Mi scuserete il post un po' moralista, ma di tanto in tanto non è detto che faccia male.
M’è venuto in mente parlando col povero crobino (che mi chiedeva indietro mille euri di cui non vi sto a raccontare la storia) che è una vergogna che noi altri si discorra tanto e poi non si faccia mai nulla per fare qualcosa di concreto, non ci impegniamo mai in prima persona per creare nei fatti il mondo migliore di cui tutti ci riempiamo la bocca. Per questo avevo chiesto a Betty di lasciar perdere le sue sporche mille bucce e di buttarle con me in un progetto ambizioso, volto a creare un  po’ di gioia in questo triste mondo. C’è altro che conti, oltre a cercare di creare della gioia in questo triste mondo? No, non c’è altro, garantisco.
Dunque il progetto era questo: fare una colletta per mandare me a passare natale e capodanno a Cuba. Ora che allargo la richiesta a tutti voi non servono mille euro a persona, basta anche meno, diciamo dueccinquanta a capoccia, se partecipate (partecipiamo, che anch’io metto la mia quota) tutti (un cinquemila carte, secondo i miei calcoli, poi più partecipate e più gioia ci sarà, naturalmente).
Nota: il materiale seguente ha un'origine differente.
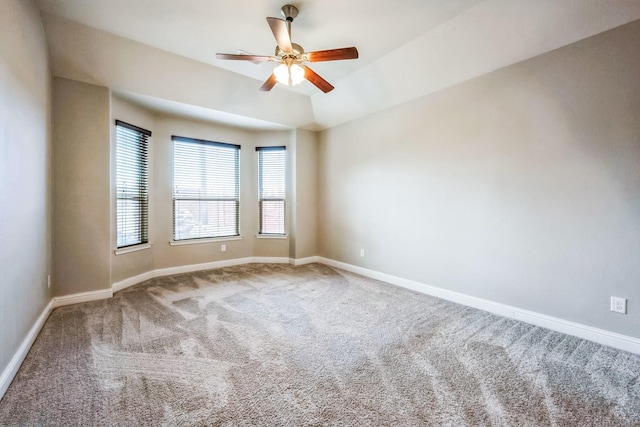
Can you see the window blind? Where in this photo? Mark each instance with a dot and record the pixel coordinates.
(132, 185)
(272, 189)
(206, 189)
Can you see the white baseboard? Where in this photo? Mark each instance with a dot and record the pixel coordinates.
(123, 284)
(16, 361)
(82, 297)
(601, 336)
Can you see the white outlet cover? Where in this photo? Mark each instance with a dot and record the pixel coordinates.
(619, 305)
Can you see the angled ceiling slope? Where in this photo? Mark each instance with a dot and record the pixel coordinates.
(162, 54)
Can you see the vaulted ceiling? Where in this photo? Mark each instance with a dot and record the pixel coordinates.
(161, 53)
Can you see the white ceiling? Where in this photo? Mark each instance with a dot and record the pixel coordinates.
(408, 48)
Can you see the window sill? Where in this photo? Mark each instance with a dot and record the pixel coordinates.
(198, 241)
(271, 236)
(130, 249)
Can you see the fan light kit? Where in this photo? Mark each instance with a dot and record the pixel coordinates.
(292, 57)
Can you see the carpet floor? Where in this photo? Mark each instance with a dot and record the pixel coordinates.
(263, 344)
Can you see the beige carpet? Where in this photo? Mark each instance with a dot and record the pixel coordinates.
(281, 345)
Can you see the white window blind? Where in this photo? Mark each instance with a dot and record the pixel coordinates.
(272, 189)
(206, 189)
(132, 184)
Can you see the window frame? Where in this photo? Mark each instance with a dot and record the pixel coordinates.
(262, 233)
(176, 239)
(141, 190)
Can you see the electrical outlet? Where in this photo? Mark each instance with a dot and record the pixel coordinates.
(619, 305)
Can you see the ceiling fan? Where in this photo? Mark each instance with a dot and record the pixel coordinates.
(292, 57)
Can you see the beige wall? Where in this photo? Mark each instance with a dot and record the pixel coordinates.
(83, 172)
(520, 187)
(25, 147)
(306, 194)
(81, 181)
(162, 254)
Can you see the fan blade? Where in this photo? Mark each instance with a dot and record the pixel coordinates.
(255, 58)
(318, 81)
(269, 84)
(333, 54)
(281, 33)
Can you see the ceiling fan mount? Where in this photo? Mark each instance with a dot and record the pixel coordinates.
(292, 57)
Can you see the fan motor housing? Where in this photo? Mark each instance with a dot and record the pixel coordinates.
(289, 12)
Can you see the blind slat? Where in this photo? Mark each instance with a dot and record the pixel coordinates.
(272, 189)
(206, 189)
(132, 189)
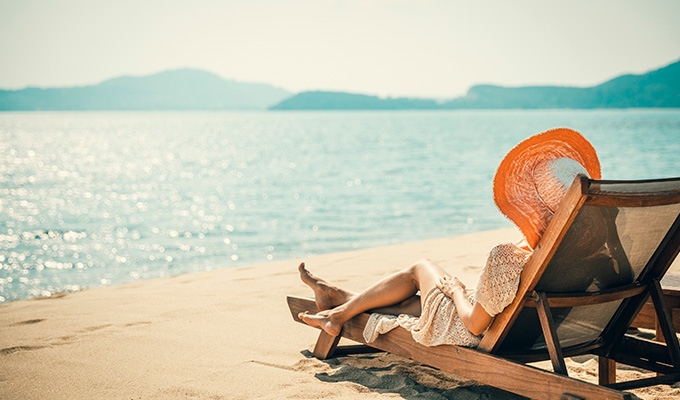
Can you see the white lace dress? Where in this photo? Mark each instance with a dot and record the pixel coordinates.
(439, 322)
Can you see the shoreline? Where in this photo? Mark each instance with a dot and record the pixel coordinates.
(227, 334)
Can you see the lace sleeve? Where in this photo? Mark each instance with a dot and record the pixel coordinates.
(499, 281)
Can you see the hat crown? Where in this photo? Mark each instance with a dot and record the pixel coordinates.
(552, 179)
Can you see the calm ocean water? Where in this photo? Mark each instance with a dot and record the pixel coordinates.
(92, 199)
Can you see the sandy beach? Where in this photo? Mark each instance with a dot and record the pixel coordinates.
(228, 334)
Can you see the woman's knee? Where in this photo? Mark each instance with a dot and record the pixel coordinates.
(423, 267)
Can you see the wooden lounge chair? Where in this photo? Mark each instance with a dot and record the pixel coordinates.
(600, 259)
In questo modo io potrei andare a sputtanare in senso letterale i vostri quattrini, facendo brindare alla vostra salute le più belle gnocche cubane con coppe ricolme del mio seme. Non siate piccoloborghesi, col ditino indice alzato e la falsa morale: nessuno di voi, sono certo, resterà attaccato allo sterco del demonio rinunciando alla possibilità, non sempre facile da incontrare, di creare felicità su questa terra.
Certo, vecchi sofisti, mi obietterete: tanto varrebbe dare i soldi agli africani che muoiono di fame (sempre la retorica degli africani che muoiono di fame, grigio e noioso ritornello di quelli che non si impegnano o delle mamme che vogliono far finire i broccoli ai figli: “Mica lascerai i broccoli? Ma lo sai che ci sono i bimbi africani che muoiono di fame?” “E che pensi, genio di una mamma, che se finisco i maledetti broccoli (ormai diacci) i bimbi africani poi stanno meglio, si sentono più sazi?”). Ma, vi rispondo domandando di rimando (e allitterando):  cosa se ne fanno in Africa dei vostri cinquemila cheeseburger, quando non hanno acqua che non sia marrone? Cioè, quelli magari li mangiano volentieri, i cheeseburger, ma poi non è che se la passano tanto meglio, restano sempre mediamente molto infelici. Capite, l'unico modo per rendere questo mondo migliore, per fare la vostra parte di uomini sensibili e interessati e di sinistra, è quello di donare un piccolo obolo a Ferari, in modo che li unisca e li trasformi in gioia pura, con infinite ripercussioni, sempre cariche di gioia (la gioia dell'ultimo baluardo comunista, la gioia di tanti tegami e tanti barmen cubani, la gioia di airfrance, gioia, gioia che prolifera e si moltiplica, inno alla gioia). Cinquemila euri a cinquemila persone sono un sacco di gioiette inutili, ma cinquemila euri a me sono una gioia immensa, incalcolabile (lo dice anche Marx: la quantità si trasforma in qualità). Naturalmente anch’io contraggo impegno formale con tutti voi a divertirmi un sacco, che il vostro sacrificio non vada sprecato.
Mi obietterete ancora, meschini: perché non ce li teniamo, i nostri soldi, e pensiamo ognuno a creare la propria gioia e a farla proliferare (anche se non mi sembrate dei tipi tanto egoisti da voler usare i vostri soldi per la vostra gioia)? La risposta è semplice: perché i vostri duecentocinquanta euracci non basteranno a fare la vita da nababbo (= più gioia) che invece farei io (in vostro onore). È il vecchio principio socialista, per cui l’unione fa la forza: voi con i vostri duecentocinquanta euri siete i soliti (= meno gioia), mentre io con tutti i vostri soldi ci vado a Cuba.
Vi pregherei per altro di fare in fretta, che sennò i prezzi degli aerei salgono (poi sotto le feste) e dopo vi tocca pagare di più per avere la stessa quantità di gioia.